The Units 1-4 were disabled in April 2012, followed by the Units 5 and 6 in January 2014 in accordance with the Electric Utility Industry Law article 9.
Development
The six reactors were designed by GE. Ebasco provided the architectural design, and Kajima constructed the nuclear complex.
GE also supplied the Units 1, 2 and 6. Units 3 and 5 were supplied by Toshiba and Unit 4 by Hitachi.
Reactors
The reactor units 1, 3 and 4 were automatically shut down following the earthquake.
The earthquake measured 8.9 on the Richter magnitude scale, which was much more than the plant’s bearing capacity. The remaining two units 5 and 6 were also shut down for regular inspection.
The emergency onsite generation had failed to provide the necessary backup power needed to support the critical instruments and control systems. Even the special cooling system known as the reactor core isolation cooling system that uses waste heat to run the critical systems could not provide the power needed to operate the control systems.

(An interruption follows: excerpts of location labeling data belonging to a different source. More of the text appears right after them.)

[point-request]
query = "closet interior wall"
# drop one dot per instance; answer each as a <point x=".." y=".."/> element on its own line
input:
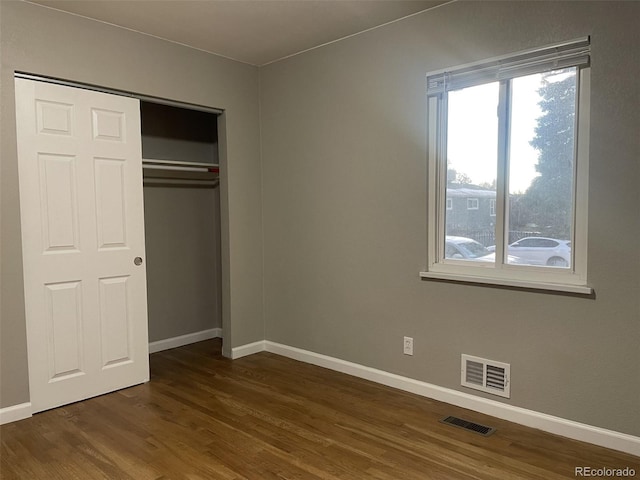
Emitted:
<point x="182" y="225"/>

Unit 1 exploded on 12 March 2011 knocking down the external concrete building. However, the reactor and the steel containment structure remained intact. The radiation levels rose to 1015 microsievert, which is equivalent to the maximum permissible level for a year in a single day.
The explosion of Unit 1 has been classified as a ‘level 4 accident with local consequences’ on the International Nuclear and Radiological Event Scale (INES). This scale measures 0-7 (from deviation-no safety significance – major accident) and is used to communicate the safety significance of events associated with radiation sources.
Unit 3 exploded due to hydrogen ignition on 14 March 2011. Pressure in the reactor was built-up to 530 kiloPascals (kPa) even while sea water was being injected into the reactor to control the radiation.
On the same day, the fifth floor of Unit 4 building was damaged. Fire was sighted in the north-west part of the fourth floor and efforts to put it out were initiated immediately.
The reactor Core Isolation system of Unit 2 had also stopped functioning, resulting in a third explosion in the suppression chamber.
The total installed capacity of the six boiling water reactor units is 4,696MW.